Sergio P. Maggi scite author profile

The rates of protein synthesis and degradation and of amino acid transport were determined in the leg muscle of untrained postabsorptive normal volunteers at rest and approximately 3 h after a resistance exercise routine. The methodology involved use of stable isotopic tracers of amino acids, arteriovenous catheterization of the femoral vessels, and biopsy of the vastus lateralis muscle. During postexercise recovery, the rate of intramuscular phenylalanine utilization for protein synthesis increased above the basal value by 108 +/- 18%, whereas the rate of release from proteolysis increased by 51 +/- 17%. Muscle protein balance improved (P < 0.05) after exercise but did not become positive (from -15 +/- 12 to -6 +/- 3 nmol phenylalanine.min-1.100 ml leg volume-1).

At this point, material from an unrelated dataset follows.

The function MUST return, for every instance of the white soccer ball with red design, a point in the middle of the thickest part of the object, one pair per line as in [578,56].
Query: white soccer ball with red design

After exercise, rates of inward transport of leucine, lysine, and alanine increased (P < 0.05) above the basal state from 132 +/- 16 to 208 +/- 29, from 122 +/- 8 to 260 +/- 8, and from 384 +/- 71 to 602 +/- 89 nmol.min-1.100 ml leg-1, respectively. Transport of phenylalanine did not change significantly. These results indicate that, during recovery after resistance exercise, muscle protein turnover is increased because of an acceleration of synthesis and degradation. A postexercise acceleration of amino acid transport may contribute to the relatively greater stimulation of protein synthesis.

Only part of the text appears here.